- Born
- Birth nameMotohisa Nakadai
- Nicknames
- Moya
- The Snake
- Height5′ 10″ (1.78 m)
- Japanese leading man, an important star and one of the handful of Japanese actors well known outside Japan. Nakadai was a tall handsome clerk in a Tokyo shop when director Masaki Kobayashi encountered him and cast him in The Thick-Walled Room (1956). Nakadai was subsequently cast in the lead role in Kobayashi's monumental trilogy 'Ningen no joken' and became a star whose international acclaim rivaled that of countryman Toshirô Mifune. Like Mifune, Nakadai worked frequently with director Akira Kurosawa and indeed more or less replaced Mifune as Kurosawa's principal leading man after the well-known falling out between Mifune and Kurosawa. His appearances for Kurosawa in Kagemusha: The Shadow Warrior (1980) and Ran (1985) are among the most indelible in the director's oeuvre.- IMDb Mini Biography By: Jim Beaver <jumblejim@prodigy.net>
- SpouseTomoe Ryu(1957 - June 27, 1996) (her death)

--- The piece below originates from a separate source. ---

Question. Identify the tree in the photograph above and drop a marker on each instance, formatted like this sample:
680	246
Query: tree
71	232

- Has frequently worked with Toshirô Mifune and Akira Kurosawa.
- Distinctive voice with nuanced delivery.
- Though a frequent on-screen rival, he was good friends with Toshirô Mifune.

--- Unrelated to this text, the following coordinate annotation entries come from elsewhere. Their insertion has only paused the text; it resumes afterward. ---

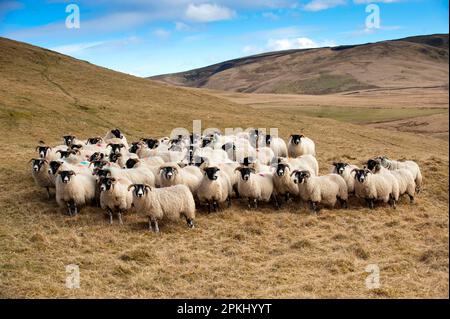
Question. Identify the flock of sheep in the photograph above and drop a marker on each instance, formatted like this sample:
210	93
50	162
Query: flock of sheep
168	177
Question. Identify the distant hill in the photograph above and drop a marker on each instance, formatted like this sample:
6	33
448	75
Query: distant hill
419	61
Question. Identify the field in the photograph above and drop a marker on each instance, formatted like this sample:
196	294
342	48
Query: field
234	253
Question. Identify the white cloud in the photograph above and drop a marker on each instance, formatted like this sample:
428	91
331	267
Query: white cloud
208	12
161	33
270	15
374	1
318	5
287	44
181	26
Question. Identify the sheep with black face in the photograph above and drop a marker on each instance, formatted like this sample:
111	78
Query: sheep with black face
375	187
300	145
326	189
346	171
41	175
115	197
255	186
74	190
159	203
215	188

- Although it was commonplace for actors, evening leading men, in Japan to do their own stunt work in the 1950s through at least the 1970s (when actor's union laws enforced safer conditions on sets), the film sets of Masaki Kobayashi were particularly dangerous for Nakadai. During the filming of "The Human Condition", Nakadai was actually beaten by other actors in a boot-camp scene where his character Kaji is brutalized for rebelling against more experienced soldiers. According to Nakadai, the swelling of his face and some of the blood is real on this scene. Later in The Human Condition, his character collapses in a frozen field and is covered by snow, this was real snow and done by Nakadai himself, who came very near to hypothermia. During the filming of Harakiri (1962) real, sharp samurai swords were used in the battle scenes (according to Nakadai, this is not his only samurai film where real swords were used but is the only one where absolutely no dull, stage swords were utilized), much to Nakadai's very reasonable concern, since a mistimed slash could have been fatal for him or the other actors. Amazingly, no one was seriously injured during filming.
- His beard caught fire during the apocalyptic castle-burning scene in Ran (1985).
- He played characters of a very different age from his own through his career. In Harakiri (1962), he played a samurai in his 50s while he was 33. In Kwaidan (1964), he played a 18-year-old woodcutter when he himself was 36. In Ran (1985) he played a nearly 80-year-old war lord when he was 56.
- While filming his first appearance on film as an extra on Seven Samurai (1954), Akira Kurosawa spent more than 5 minutes lecturing on how to walk correctly as a wandering samurai for an appearance that totals about 4 seconds in duration.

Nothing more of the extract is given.